# Clustering

Generates cluster centroids from the `image-based` baselines using k-means clustering.


## Installing dependencies

We use `faiss-gpu` for k-means clustering. To install, run the following commands:

```bash
conda install -c conda-forge faiss-gpu
```

Or check out [faiss-gpu](https://github.com/facebookresearch/faiss/blob/main/INSTALL.md)

## Run clustering

To run clustering for the `small` pool, run the following command:


```
python image_based_clustering.py \
        --metadata_dir path/to/metadata \
        --save_path path/to/output/centroids \
        --num_clusters 100000 \
        --sample_ratio -1.0 \
        --num_gpus 8 \
        --num_workers 26 \
```

Explanation to several arguments:

- `sample_ratio`: the ratio of samples to use in clustering.

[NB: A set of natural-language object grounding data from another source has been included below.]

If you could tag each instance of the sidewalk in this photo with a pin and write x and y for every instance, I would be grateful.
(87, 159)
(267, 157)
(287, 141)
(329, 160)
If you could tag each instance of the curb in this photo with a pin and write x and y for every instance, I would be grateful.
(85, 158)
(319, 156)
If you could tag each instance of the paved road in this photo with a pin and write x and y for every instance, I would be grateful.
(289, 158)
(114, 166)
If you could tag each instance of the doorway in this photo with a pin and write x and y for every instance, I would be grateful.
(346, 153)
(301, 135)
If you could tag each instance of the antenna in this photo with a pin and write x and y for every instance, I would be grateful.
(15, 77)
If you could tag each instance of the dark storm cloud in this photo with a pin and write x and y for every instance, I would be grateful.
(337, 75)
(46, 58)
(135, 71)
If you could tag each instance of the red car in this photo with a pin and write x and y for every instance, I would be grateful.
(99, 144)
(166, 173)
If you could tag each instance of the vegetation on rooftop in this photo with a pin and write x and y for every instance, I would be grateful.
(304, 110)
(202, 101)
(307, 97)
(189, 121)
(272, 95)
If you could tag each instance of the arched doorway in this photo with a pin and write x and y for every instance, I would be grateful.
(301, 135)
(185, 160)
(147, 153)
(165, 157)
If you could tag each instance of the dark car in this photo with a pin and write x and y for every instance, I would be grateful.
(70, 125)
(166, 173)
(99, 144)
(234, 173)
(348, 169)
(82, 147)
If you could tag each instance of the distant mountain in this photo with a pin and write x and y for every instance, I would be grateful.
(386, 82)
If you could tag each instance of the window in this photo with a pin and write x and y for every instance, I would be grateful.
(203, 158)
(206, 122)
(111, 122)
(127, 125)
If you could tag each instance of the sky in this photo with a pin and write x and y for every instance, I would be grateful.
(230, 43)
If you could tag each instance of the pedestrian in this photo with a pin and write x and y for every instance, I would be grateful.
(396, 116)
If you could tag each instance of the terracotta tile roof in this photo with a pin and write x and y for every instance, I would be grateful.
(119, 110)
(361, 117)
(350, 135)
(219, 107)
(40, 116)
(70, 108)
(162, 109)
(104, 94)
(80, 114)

In particular, we sample `sample_ratio` percent embeddings to do clustering due to memory constraint. We use 0.3 for `large` and 0.03 for `xlarge`. Default is -1.0 (no sampling)
- `disable_caption_filtering`: whether to disable caption filtering to the dataset. Default is `False`

On a machine with 8 GPUs and 26 CPUs (there are 26 parquet files for the `small` pool), the clustering process takes about 10 minutes.